Foreign language teachers told lawmakers on Friday that the state should do everything in its power to get more students into their classes.
Horst Lange, chair of the Department of World Languages, Literatures, and Cultures at the University of Central Arkansas, said students who take foreign language courses in high school have an advantage in college, where many degrees require study of foreign languages.
John Miller, training and education manager at Dassault Falcon Jet of Little Rock, told lawmakers the benefit extends to the business world, where knowledge of a foreign language is an asset.
Rep. Garry Smith, D-Camden, said the state has an interest in exposing students to a foreign language. “People say, well, I don’t want the government telling me what my kids should take, but we didn’t ask that question when it came to reading, writing and arithmetic,” Smith said. “I think that’s what government is supposed to be about, helping people see the road.”
But a member of the Lottery Commission’s Legislative Oversight Committee, Rep. Barry Hyde, D-North Little Rock, later said in a phone interview that it appeared members of the education committee were trying to requiring courses that the state had decided not to be mandatory. Requiring students to go beyond state requirements is contrary to the lottery’s mission, Hyde said.
“What we promised the people of Arkansas when we asked them to support a lottery and lottery scholarship program, we said it would be the average child in Arkansas who would be eligible for these scholarships. And the average Arkansas kid graduates with the basic curriculum,” he said.
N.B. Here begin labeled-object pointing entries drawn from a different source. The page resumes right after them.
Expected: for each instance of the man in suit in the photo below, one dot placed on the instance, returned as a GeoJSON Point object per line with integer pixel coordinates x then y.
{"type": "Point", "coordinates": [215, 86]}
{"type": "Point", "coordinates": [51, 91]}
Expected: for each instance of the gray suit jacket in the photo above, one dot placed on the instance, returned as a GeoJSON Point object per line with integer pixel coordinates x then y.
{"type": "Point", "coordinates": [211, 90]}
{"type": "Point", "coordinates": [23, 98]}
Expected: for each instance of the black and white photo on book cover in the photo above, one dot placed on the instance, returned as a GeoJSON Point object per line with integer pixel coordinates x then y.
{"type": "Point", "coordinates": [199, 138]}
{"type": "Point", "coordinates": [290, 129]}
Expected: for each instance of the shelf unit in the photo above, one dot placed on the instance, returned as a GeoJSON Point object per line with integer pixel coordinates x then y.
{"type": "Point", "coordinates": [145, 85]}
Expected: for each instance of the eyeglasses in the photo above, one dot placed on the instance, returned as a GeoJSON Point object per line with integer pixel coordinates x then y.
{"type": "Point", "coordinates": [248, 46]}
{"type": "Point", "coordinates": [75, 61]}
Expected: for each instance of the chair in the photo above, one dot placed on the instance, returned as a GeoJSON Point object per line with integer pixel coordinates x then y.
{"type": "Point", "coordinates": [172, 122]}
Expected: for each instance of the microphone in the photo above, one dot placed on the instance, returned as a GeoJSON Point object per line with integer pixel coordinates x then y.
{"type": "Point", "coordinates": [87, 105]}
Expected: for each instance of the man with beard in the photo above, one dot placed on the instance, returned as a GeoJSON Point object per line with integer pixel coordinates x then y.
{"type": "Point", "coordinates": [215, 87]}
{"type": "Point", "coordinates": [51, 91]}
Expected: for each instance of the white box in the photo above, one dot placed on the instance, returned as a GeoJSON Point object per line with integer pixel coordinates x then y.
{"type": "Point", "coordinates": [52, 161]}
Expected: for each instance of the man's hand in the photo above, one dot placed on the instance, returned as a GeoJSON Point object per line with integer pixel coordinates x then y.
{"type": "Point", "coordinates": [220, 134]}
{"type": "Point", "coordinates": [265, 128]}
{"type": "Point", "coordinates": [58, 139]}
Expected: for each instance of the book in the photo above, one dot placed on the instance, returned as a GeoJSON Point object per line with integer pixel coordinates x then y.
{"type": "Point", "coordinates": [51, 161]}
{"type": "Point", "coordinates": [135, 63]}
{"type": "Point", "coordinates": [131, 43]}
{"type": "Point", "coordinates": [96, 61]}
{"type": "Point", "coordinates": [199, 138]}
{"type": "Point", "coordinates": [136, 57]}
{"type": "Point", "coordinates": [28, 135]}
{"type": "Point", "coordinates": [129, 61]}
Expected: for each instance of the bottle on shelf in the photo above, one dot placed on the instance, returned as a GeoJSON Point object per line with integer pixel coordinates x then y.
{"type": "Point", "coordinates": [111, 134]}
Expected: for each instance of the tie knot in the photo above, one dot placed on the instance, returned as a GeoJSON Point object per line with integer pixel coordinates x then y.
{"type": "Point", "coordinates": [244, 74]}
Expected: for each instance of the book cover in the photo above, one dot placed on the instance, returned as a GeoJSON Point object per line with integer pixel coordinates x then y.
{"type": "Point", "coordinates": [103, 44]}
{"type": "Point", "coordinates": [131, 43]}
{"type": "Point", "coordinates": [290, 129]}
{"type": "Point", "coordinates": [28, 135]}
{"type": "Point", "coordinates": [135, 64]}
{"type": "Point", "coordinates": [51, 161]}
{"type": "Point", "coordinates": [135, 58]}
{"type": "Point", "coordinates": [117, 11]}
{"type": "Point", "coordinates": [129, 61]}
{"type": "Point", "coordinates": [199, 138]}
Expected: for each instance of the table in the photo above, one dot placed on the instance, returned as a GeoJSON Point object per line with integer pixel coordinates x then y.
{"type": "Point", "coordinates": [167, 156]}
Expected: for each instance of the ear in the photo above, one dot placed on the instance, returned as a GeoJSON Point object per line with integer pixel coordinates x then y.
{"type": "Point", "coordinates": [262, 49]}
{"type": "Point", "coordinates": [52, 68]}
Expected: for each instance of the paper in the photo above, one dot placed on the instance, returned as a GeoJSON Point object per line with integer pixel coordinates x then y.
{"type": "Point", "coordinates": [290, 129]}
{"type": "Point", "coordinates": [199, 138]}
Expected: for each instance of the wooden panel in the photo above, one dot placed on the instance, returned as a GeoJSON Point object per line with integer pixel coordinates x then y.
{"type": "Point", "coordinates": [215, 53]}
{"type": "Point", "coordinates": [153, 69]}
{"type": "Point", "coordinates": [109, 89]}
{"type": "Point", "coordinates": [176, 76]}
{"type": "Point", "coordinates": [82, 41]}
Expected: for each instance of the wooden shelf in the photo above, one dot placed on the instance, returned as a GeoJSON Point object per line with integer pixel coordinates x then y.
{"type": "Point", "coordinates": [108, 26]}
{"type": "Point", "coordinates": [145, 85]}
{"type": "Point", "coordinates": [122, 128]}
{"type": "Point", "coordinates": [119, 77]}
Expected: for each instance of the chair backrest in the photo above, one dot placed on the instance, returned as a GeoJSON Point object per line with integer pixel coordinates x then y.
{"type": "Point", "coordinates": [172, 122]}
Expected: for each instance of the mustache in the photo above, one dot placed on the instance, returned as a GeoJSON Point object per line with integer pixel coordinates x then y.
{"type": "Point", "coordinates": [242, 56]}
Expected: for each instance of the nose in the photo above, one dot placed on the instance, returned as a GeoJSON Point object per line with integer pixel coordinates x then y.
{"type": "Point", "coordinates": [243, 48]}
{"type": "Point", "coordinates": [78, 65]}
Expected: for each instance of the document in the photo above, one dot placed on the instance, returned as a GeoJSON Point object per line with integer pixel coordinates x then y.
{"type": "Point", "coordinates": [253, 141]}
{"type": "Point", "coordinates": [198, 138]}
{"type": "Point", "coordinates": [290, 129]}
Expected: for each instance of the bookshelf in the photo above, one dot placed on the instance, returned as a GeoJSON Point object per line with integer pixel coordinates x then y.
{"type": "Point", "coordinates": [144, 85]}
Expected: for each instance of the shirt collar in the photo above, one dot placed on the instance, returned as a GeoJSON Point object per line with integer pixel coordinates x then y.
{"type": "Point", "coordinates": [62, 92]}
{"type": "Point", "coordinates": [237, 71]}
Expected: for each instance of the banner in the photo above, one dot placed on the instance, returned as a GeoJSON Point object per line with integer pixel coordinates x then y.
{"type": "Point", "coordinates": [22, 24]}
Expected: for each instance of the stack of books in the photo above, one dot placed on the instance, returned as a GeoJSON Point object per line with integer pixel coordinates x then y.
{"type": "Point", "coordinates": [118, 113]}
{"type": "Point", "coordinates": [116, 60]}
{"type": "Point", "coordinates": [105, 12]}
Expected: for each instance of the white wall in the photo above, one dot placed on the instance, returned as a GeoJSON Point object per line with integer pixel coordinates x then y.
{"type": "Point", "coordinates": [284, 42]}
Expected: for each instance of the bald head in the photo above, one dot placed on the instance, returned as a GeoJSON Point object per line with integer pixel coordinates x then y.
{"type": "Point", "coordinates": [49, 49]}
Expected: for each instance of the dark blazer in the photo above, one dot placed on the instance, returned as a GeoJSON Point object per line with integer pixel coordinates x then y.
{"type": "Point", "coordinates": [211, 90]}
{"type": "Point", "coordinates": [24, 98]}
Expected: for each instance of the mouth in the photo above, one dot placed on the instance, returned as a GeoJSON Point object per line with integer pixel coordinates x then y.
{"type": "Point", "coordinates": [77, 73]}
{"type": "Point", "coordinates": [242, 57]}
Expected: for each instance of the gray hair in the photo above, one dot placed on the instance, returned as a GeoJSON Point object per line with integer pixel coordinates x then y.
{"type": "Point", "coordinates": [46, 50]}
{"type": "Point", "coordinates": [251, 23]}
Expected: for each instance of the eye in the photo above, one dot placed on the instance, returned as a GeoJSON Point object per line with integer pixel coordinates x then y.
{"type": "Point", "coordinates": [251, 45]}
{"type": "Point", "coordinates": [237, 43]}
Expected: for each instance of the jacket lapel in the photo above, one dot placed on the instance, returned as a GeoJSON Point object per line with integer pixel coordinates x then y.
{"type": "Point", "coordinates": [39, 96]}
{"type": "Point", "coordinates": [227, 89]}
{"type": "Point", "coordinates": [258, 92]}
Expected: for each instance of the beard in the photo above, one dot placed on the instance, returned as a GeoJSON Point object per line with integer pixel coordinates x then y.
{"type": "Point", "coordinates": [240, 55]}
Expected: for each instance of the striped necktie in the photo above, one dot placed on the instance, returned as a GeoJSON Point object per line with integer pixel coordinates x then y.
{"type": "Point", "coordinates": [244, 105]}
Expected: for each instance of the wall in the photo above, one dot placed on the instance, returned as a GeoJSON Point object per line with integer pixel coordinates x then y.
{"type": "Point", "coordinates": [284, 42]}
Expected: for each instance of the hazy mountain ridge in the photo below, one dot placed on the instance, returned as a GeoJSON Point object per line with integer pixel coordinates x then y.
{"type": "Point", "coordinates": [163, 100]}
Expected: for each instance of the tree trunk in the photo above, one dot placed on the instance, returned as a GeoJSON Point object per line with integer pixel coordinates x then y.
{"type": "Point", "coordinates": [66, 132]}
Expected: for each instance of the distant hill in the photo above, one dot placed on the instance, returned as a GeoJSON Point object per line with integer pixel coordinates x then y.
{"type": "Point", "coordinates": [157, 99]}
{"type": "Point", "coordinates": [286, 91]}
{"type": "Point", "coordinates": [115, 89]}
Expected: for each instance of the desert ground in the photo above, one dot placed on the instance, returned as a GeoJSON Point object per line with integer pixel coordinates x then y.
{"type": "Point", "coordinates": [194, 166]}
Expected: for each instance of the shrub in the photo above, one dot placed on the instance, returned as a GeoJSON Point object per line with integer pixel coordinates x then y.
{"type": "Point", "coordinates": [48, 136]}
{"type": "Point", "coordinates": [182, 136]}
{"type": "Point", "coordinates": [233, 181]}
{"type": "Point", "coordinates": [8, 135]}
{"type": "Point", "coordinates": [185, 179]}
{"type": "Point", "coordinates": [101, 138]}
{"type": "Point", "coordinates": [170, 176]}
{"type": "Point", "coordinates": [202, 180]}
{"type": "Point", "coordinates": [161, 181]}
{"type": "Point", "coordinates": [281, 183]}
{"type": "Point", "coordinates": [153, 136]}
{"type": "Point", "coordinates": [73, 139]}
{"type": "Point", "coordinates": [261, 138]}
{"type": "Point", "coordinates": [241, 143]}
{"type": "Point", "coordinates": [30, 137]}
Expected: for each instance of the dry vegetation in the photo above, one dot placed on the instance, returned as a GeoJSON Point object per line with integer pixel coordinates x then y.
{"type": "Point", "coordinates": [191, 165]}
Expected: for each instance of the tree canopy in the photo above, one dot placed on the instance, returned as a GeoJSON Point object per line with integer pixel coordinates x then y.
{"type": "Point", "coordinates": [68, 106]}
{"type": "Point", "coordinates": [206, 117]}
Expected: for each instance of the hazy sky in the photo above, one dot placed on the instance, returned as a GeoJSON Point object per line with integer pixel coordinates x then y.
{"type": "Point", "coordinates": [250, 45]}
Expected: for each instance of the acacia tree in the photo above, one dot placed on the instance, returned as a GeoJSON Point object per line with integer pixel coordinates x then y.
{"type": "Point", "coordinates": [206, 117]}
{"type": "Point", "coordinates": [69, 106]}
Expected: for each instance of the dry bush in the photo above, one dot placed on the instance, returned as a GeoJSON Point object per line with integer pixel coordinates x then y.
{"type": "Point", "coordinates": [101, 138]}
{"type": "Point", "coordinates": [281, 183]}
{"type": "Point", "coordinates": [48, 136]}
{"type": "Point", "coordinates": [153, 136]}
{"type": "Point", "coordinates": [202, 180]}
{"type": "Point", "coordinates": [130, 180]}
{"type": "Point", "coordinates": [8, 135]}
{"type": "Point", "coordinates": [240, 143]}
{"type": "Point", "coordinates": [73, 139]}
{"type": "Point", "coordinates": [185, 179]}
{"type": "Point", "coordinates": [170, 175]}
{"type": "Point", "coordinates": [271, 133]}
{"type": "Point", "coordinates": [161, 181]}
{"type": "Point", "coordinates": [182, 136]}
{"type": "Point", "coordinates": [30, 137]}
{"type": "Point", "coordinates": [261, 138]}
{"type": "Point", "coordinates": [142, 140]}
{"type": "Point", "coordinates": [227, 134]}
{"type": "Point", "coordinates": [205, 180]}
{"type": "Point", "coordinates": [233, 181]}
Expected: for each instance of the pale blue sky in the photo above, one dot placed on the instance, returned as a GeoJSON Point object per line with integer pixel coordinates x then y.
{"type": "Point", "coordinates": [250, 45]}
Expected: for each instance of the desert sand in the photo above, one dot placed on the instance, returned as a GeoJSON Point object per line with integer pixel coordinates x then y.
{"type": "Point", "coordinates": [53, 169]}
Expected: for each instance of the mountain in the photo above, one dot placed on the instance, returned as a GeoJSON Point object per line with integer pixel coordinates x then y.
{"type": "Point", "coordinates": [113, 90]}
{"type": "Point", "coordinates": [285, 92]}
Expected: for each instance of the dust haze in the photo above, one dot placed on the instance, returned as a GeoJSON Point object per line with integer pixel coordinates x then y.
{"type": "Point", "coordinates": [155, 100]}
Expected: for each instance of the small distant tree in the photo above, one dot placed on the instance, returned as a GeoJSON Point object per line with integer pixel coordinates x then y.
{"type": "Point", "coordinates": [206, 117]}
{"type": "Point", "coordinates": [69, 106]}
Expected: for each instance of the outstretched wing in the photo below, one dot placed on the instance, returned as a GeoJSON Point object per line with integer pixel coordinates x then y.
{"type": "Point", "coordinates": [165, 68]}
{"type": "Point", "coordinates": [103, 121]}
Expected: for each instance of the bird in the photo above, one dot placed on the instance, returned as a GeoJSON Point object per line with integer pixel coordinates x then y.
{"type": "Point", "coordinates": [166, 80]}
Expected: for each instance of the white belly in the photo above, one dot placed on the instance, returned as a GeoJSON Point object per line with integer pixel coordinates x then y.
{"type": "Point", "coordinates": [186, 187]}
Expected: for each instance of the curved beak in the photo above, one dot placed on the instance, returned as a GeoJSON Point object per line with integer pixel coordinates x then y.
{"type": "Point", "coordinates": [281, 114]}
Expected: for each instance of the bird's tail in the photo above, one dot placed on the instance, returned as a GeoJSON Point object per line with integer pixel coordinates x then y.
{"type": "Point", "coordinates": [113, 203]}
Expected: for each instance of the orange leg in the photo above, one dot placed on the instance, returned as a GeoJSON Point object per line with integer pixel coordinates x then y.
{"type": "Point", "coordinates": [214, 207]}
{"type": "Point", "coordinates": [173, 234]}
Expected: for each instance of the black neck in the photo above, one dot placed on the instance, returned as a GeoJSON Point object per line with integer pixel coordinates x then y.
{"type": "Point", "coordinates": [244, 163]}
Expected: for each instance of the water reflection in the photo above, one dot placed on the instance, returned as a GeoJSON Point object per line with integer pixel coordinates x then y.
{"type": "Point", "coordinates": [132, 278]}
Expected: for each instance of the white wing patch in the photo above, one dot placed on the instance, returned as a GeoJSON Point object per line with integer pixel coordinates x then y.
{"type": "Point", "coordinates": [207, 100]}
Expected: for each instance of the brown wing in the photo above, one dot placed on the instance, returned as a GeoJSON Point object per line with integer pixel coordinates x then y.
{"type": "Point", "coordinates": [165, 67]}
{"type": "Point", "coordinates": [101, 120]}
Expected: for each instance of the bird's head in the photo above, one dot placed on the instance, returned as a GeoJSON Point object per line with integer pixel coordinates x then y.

Blomeley, the department’s spokesperson, said while the department has determined that it is necessary for students to have the option of choosing a foreign language, it has not determined that they should be required to do so. .
In Arkansas, 850 teachers are licensed to teach Spanish, 281 to teach French, 73 to teach German, 30 to teach Mandarin Chinese, 12 to teach Latin, and three to teach Russian.
Blomeley said the department doesn’t know if more foreign language teachers would be needed if the scholarship criteria changed, “But if there are a lot more students who want to learn a foreign language, that would require more teachers, and teachers cost money.”